Immunohistochemical staining for RhoA after local injection of PgP/siRhoA polyplexes (N/P ratio of 30/1, siRhoA: 10 μg). At 1 week post-injury, spinal cords were harvested and sectioned longitudinally. Untreated SCI and PgP/NT-siRNA polyplexes (N/P ratio 30/1, NT-siRNA: 10 μg) were used for comparison. (A) IHC staining for RhoA (red), scale bar: 200 μm. (B) Double-IHC staining for RhoA (red), neuron-specific β-III Tubulin (green) and DAPI (blue). Scale bar indicates 50 μm.

Figure 6

Effect of RhoA knockdown by PgP/siRhoA polyplexes (N/P ratio 30/1, siRhoA : 10 μg) on apoptosis by TUNEL assay. At 7 days post-injury, the spinal cords were harvested and sectioned longitudinally and stained by the ApopTag Plus Fluorescein In situ Apoptosis Detection kit. Untreated SCI and PgP/NT-siRNA polyplexes (N/P ratio 30/1, NT-siRNA: 10 μg) were used for comparison. (A) Cell nuclei (DAPI, blue) and TUNEL+ cells (green). Scale bar: 100 μm. (B) Double IHC staining for TUNEL+ (green) and beta III tubulin+ (red) cells. Scale bar: 50 μm. (C) The % TUNEL-positive cells in untreated SCI and after injection of PgP/siRhoA or PgP/NT-siRNA polyplexes was quantified from total 15 different sections of spinal cords from each group (3 sections/rat, 5 rats/group). *p < 0.05 compared with untreated SCI. (D) The % beta-III tubulin+ cells in total TUNEL+ cells in spinal cord lesion site was quantified from total 15 different sections of spinal cords from each group (3 sections/rat, 5 rats/group). *p < 0.05 compared with untreated SCI.

Figure 7

(A) Experimental design for PgP/siRhoA administration timing and outcome assessment over a 4 week time period.

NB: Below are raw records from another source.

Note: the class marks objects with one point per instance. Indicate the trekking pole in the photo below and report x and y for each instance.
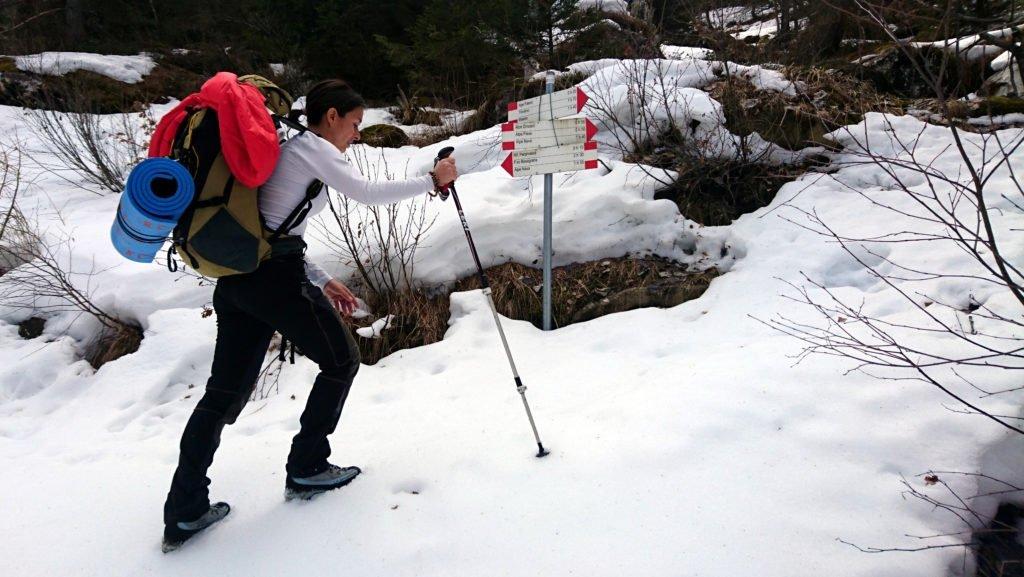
(519, 386)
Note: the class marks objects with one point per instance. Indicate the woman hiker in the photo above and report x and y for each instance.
(294, 296)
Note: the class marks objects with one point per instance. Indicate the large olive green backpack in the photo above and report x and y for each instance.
(222, 232)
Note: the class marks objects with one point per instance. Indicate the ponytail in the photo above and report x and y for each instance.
(329, 94)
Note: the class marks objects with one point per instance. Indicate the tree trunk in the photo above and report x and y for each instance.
(73, 19)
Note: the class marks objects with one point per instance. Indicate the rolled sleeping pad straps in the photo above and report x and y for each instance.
(159, 190)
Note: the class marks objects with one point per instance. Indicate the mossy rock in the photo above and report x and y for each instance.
(87, 91)
(31, 328)
(998, 106)
(384, 136)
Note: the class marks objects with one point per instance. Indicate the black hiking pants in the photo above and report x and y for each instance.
(250, 307)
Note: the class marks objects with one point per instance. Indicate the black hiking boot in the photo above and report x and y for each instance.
(308, 487)
(175, 535)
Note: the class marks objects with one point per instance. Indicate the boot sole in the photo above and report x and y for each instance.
(306, 494)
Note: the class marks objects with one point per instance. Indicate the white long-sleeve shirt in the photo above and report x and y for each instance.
(307, 157)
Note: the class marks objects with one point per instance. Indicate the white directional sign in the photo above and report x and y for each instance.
(516, 135)
(547, 107)
(552, 159)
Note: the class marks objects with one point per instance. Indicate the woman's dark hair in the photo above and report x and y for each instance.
(329, 94)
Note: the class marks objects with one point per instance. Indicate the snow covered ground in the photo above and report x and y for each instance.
(126, 69)
(684, 441)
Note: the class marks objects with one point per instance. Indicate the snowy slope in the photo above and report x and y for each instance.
(684, 441)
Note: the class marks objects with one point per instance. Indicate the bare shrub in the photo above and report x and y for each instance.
(960, 341)
(379, 241)
(96, 150)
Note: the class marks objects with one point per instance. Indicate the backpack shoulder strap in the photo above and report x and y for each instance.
(300, 211)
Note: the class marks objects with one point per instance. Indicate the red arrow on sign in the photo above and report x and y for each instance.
(547, 107)
(516, 135)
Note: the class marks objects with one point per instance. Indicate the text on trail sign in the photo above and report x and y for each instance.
(547, 107)
(516, 135)
(549, 160)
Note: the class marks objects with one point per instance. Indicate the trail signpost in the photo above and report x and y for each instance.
(541, 140)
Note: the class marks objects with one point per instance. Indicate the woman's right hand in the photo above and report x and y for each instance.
(445, 171)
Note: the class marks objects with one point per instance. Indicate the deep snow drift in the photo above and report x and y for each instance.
(684, 441)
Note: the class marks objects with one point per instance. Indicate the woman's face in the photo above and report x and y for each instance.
(340, 130)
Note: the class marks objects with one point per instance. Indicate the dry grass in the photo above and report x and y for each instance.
(577, 289)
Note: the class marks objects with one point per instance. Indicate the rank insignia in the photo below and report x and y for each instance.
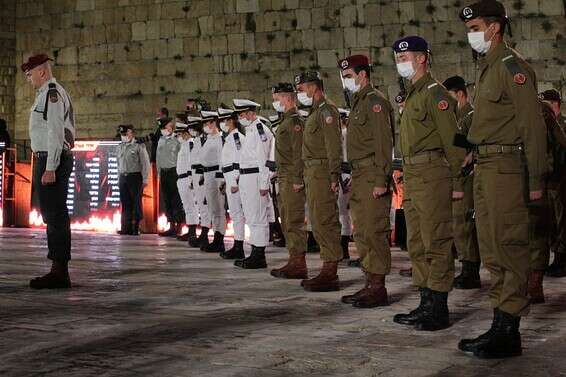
(443, 105)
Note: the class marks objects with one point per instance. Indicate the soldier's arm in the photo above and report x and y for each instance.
(297, 140)
(330, 119)
(443, 111)
(380, 120)
(144, 158)
(56, 129)
(521, 87)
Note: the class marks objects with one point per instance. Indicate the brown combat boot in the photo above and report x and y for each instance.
(326, 281)
(296, 268)
(350, 299)
(375, 295)
(534, 289)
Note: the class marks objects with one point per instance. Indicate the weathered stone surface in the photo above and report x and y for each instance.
(239, 36)
(150, 306)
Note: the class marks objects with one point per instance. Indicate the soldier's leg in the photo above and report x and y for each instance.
(136, 192)
(53, 207)
(539, 216)
(255, 212)
(345, 220)
(505, 193)
(292, 211)
(372, 224)
(324, 217)
(126, 204)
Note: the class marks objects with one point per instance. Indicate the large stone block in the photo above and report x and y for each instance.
(247, 6)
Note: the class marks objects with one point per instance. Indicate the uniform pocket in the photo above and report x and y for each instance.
(437, 173)
(515, 229)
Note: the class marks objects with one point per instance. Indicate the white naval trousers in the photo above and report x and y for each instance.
(215, 201)
(188, 199)
(255, 209)
(236, 210)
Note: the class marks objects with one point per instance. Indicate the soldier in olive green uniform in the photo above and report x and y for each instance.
(431, 167)
(465, 236)
(322, 155)
(291, 197)
(510, 137)
(557, 190)
(369, 151)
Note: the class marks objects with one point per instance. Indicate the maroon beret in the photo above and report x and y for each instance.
(34, 61)
(353, 61)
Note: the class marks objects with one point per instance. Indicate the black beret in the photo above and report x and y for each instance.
(123, 128)
(283, 87)
(411, 43)
(308, 76)
(550, 95)
(455, 83)
(483, 8)
(162, 122)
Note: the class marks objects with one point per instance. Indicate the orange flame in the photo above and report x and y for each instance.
(94, 223)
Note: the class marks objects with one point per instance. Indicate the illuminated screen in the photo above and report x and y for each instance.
(93, 197)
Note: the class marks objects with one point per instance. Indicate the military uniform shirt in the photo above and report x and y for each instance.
(231, 156)
(256, 149)
(133, 158)
(429, 123)
(288, 147)
(370, 133)
(167, 150)
(322, 136)
(507, 111)
(52, 123)
(211, 152)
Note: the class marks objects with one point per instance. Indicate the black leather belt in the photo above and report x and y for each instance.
(227, 169)
(249, 171)
(207, 169)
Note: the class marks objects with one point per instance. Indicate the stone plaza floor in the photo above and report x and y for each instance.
(149, 306)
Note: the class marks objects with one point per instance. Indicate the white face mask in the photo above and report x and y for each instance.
(278, 107)
(406, 70)
(478, 43)
(207, 130)
(224, 127)
(244, 122)
(304, 99)
(350, 84)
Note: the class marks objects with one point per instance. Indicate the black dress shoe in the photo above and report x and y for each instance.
(436, 317)
(236, 252)
(470, 345)
(256, 260)
(411, 318)
(504, 341)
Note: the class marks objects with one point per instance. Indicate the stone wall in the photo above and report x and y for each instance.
(122, 59)
(7, 61)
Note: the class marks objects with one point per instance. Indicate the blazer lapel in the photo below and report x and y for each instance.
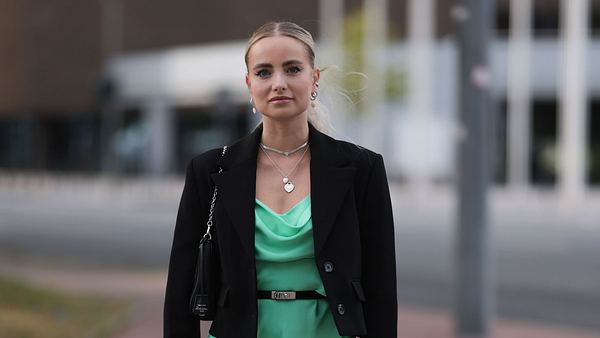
(331, 178)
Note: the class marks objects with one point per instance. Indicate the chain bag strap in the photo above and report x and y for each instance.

Single injection: PgP/siRhoA polyplexes (N/P 30/1, siRhoA 20 μg) were locally injected in the lesion site immediately after SCI injury. Repeat injection: PgP/siRhoA polyplex (N/P 30/1, siRhoA 10 μg/injection) was locally injected in the lesion site immediately after SCI injury and at 1 week post-injury. At 1, 2, and 4 weeks post-injury, spinal cords (0.5 cm-long piece from the center of the injury) were harvested and RhoA knockdown was evaluated by RT-PCR and IHC. (B) RhoA mRNA expression levels evaluated by RT-PCR. Sham animal group and untreated SCI group were used as controls (n=5/group). GAPDH was used as an endogenous control. *P<0.05 compared to Sham, # P<0.05 compared to SCI. (C) Longitudinal sections of SCI lesion sites stained for RhoA (red) and cell nuclei (blue, DAPI) at 4 weeks post-injury. Untreated SCI (top), single-injection (middle), and re-injection (bottom).

Figure 8

Immunohistological assessment of lesion sites 4 weeks after SCI and injection of PgP/siRhoA polyplexes. (A) Representative images of immunostaining for neurofilament (green), GFAP (red), and DAPI (blue) and hematoxylin and eosin staining to measure cavity area. Scale bars: 400 μm. Untreated SCI (top) shows an extensive necrotic lesion cavity and significant reactive astrogliosis, Single-injection (middle) and re-injection (bottom) animal group shows reduced cavitation/astrogliosis and axonal regeneration in the lesion site. (B) Quantification of necrotic cavity area (mm²) in the lesion of spinal cord at 4 weeks post-injection of PgP/siRhoA polyplexes. The cavity area was measured from total 15 different sections of spinal cord from each group (3 sections/rat, 5 rats/each group) after hematoxylin and eosin staining. *P<0.05 compared to untreated SCI, ^#P<0.05 compared to single injection of PgP/siRhoA polyplexes. (C) Quantification of neurofilament (NF) positive (+) axons in the lesion site. The NF positive area in the lesion site was measured from total 15 different sections of spinal cord from each group (3 sections/rat, 5 rats/each group). The % NF positive area was calculated as a percentage of the total necrotic cavity area measured from hematoxylin and eosin staining. *P<0.05 compared to untreated SCI, ^#P<0.05 compared to single injection of PgP/siRhoA polyplexes.